C Programming

Unicode in C

Unicode is a set of non-English characters which can be characters from a different language like Arabic, Hebrew, etc, or can be special characters like emojis and smiley faces. Character encoding went for a toss when different people from different regions of the world started encoding in their local languages. Because of that, the whole process of communication by the means of computers got affected. So, to handle this problem, the Unicode consortium came into the picture which was a group of different people from different regions and different companies whose main task was to encode all the characters that exist in the world in such a way that there remain no disputes.

Unicode started with a fixed two-byte character set but later on, it was changed. Unicode consists of more than a hundred thousand characters and over a hundred languages to handle the vast multitude of different languages including complex characters like emojis, modifiers, and other unknown characters.

If we try to print a special character like an emoji in C language, the compiler will not give the result of printing that emoji. Rather, it returns a code for that emoji which will not be helpful for the user. To resolve this matter, we will practice the Unicode process in C.

Syntax:

To print a Unicode in C language, we use a function named_setmode in which we define the bits of character. In the following figure, we are giving U16 as a parameter, so it prints only the characters with 16 Bit limit. By default, C language only prints 8 Bit characters.

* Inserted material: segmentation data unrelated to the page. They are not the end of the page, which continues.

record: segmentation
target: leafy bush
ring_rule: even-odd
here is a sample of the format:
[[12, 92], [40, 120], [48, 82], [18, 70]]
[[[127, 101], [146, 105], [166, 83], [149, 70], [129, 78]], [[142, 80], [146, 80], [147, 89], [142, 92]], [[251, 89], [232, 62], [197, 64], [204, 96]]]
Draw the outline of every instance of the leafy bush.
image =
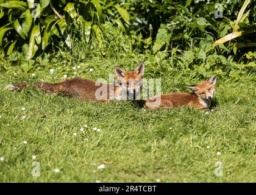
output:
[[[250, 46], [249, 49], [254, 51], [253, 47], [256, 46], [255, 37], [252, 34], [213, 46], [216, 39], [233, 32], [243, 5], [241, 1], [222, 1], [222, 4], [218, 2], [199, 0], [135, 2], [137, 12], [143, 13], [138, 17], [153, 26], [152, 52], [155, 62], [168, 69], [195, 69], [204, 77], [208, 76], [210, 71], [218, 74], [232, 71], [232, 76], [234, 71], [237, 74], [250, 72], [255, 66], [255, 61], [249, 60], [244, 54], [248, 51], [244, 47]], [[219, 5], [223, 6], [223, 17], [215, 18], [216, 5]], [[256, 13], [253, 12], [253, 6], [252, 3], [249, 4], [246, 13], [242, 13], [243, 20], [239, 23], [241, 30], [256, 32]], [[141, 8], [146, 13], [140, 12]], [[149, 14], [152, 13], [154, 14]], [[248, 42], [250, 44], [245, 44]], [[254, 56], [255, 53], [251, 54]], [[238, 63], [241, 59], [244, 60], [244, 65], [247, 64], [246, 66]]]
[[57, 47], [62, 40], [71, 49], [71, 32], [76, 30], [79, 32], [82, 41], [88, 43], [92, 37], [96, 37], [103, 48], [102, 24], [109, 21], [123, 32], [130, 24], [129, 13], [117, 2], [0, 0], [2, 55], [9, 55], [13, 49], [26, 48], [27, 44], [26, 57], [30, 59], [37, 51], [43, 52], [50, 43], [52, 48]]

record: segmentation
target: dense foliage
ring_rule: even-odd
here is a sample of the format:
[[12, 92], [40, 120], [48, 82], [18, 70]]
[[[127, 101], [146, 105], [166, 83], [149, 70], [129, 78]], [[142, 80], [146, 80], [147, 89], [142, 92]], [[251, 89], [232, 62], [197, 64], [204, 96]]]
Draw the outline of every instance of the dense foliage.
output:
[[247, 0], [0, 0], [0, 49], [25, 71], [54, 58], [82, 62], [93, 51], [143, 54], [153, 69], [238, 77], [255, 70], [255, 9]]

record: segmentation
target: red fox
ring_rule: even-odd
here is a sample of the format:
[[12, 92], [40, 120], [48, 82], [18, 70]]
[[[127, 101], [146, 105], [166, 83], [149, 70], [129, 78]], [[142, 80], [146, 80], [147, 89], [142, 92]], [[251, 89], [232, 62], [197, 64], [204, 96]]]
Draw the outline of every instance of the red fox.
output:
[[74, 78], [58, 83], [21, 82], [7, 86], [11, 91], [21, 91], [27, 86], [35, 87], [43, 92], [60, 93], [65, 95], [84, 101], [96, 100], [107, 102], [110, 99], [128, 100], [127, 93], [138, 94], [141, 87], [144, 65], [140, 62], [132, 71], [125, 71], [118, 66], [115, 67], [118, 81], [115, 85], [98, 83], [85, 79]]
[[187, 105], [200, 108], [209, 108], [211, 99], [215, 91], [217, 76], [213, 76], [208, 80], [187, 87], [192, 90], [191, 93], [176, 93], [153, 96], [146, 100], [146, 106], [150, 109], [173, 108]]

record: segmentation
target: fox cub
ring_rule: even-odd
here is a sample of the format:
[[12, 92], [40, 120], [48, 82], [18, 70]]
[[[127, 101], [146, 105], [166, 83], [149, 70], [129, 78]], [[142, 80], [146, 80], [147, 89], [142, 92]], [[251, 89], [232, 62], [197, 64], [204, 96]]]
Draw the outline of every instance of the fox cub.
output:
[[176, 93], [153, 96], [146, 101], [146, 106], [150, 109], [173, 108], [187, 105], [200, 108], [208, 108], [215, 91], [217, 76], [213, 76], [208, 80], [187, 87], [192, 90], [191, 93]]
[[[60, 93], [84, 101], [97, 100], [107, 102], [110, 99], [128, 100], [128, 93], [132, 93], [135, 96], [139, 94], [138, 92], [142, 85], [141, 81], [143, 77], [144, 69], [143, 62], [140, 62], [134, 71], [132, 71], [126, 72], [121, 68], [115, 66], [115, 73], [118, 81], [115, 85], [99, 84], [85, 79], [74, 78], [53, 84], [44, 82], [32, 84], [21, 82], [9, 85], [7, 88], [11, 91], [21, 91], [26, 87], [30, 85], [40, 88], [43, 92]], [[101, 88], [101, 93], [97, 92], [99, 88]]]

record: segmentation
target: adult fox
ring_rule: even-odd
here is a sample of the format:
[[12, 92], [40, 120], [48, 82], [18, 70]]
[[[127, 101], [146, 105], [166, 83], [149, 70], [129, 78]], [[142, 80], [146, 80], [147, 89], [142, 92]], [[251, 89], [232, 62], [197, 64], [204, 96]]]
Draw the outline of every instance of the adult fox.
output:
[[208, 80], [187, 86], [192, 90], [192, 93], [175, 93], [155, 96], [148, 99], [145, 105], [150, 109], [173, 108], [184, 105], [208, 108], [215, 91], [216, 80], [217, 76], [215, 74]]
[[73, 78], [58, 83], [21, 82], [9, 85], [7, 88], [13, 91], [21, 91], [27, 86], [32, 86], [41, 89], [43, 92], [60, 93], [84, 101], [107, 102], [110, 99], [128, 100], [128, 93], [132, 94], [133, 97], [140, 94], [138, 92], [142, 85], [144, 69], [143, 62], [140, 62], [132, 71], [125, 71], [115, 66], [115, 73], [118, 80], [115, 85], [99, 84], [85, 79]]

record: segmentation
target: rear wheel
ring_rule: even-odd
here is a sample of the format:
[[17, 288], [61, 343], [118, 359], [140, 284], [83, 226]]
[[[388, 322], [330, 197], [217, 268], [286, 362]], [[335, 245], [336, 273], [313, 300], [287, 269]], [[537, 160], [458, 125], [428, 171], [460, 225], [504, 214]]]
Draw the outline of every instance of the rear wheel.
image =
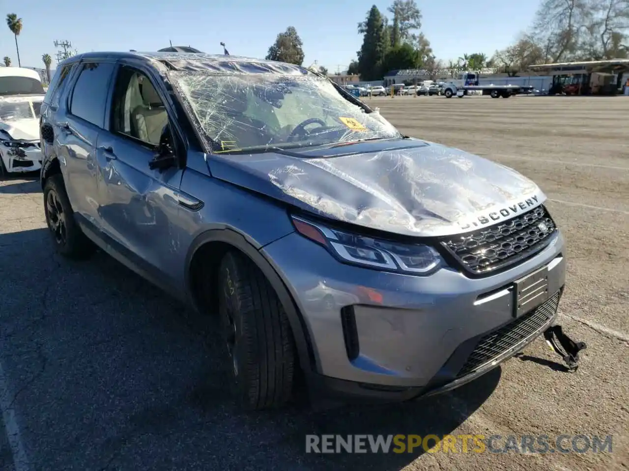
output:
[[52, 175], [46, 179], [43, 205], [46, 223], [57, 252], [74, 259], [91, 255], [96, 246], [83, 234], [74, 219], [74, 212], [60, 175]]
[[295, 350], [277, 295], [247, 257], [229, 252], [219, 269], [219, 311], [232, 391], [247, 410], [287, 402], [293, 389]]

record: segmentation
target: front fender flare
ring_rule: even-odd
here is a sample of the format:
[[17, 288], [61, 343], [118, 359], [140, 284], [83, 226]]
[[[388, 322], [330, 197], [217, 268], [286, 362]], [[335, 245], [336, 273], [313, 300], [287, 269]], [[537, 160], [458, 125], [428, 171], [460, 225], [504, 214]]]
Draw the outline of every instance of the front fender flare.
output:
[[309, 374], [314, 371], [314, 356], [301, 314], [281, 277], [266, 257], [260, 252], [259, 249], [262, 247], [255, 247], [252, 242], [248, 241], [242, 234], [230, 228], [213, 229], [209, 229], [195, 237], [186, 258], [186, 287], [188, 298], [194, 299], [190, 269], [194, 254], [204, 244], [214, 242], [228, 244], [240, 250], [255, 264], [269, 280], [288, 317], [295, 340], [295, 346], [297, 348], [299, 365], [308, 380]]

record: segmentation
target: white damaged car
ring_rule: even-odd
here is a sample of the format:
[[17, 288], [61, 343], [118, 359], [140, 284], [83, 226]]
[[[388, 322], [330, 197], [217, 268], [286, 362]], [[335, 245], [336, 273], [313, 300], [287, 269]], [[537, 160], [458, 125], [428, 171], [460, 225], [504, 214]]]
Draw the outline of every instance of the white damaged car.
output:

We use the wprintf instead of the printf function to print the line. And we will put L at the start of the statement that we want to print. Apart from the following syntax, we also have to add two includes which are:

#include <wchar.h>

#include <locale.h>

Note: Unicode is not a function or method in C, so there is no specific syntax to it. The syntax attached here is just for reference.

Example 1:

We will get a better understanding of the topic by following this example. In the figure, you can understand that we imported two extra libraries into our code. One is <wchar.h> and the other is <locale.h>. The <wchar.h> allows us to create the new datatypes to store the special characters in them. In C language, the <locale.h> header is used to define the location-based settings for example symbols like currencies and different date formats.

In the main function code block, we called a setlocale() function. This is the function of the <locale.h> header. In the setlocale() function, we passed a parameter of LC_CTYPE. This function has many parameters like LC_ALL which sets everything. LC_CTYPE affects all the character functions. It defines the character attributes like case conversion and character classifications.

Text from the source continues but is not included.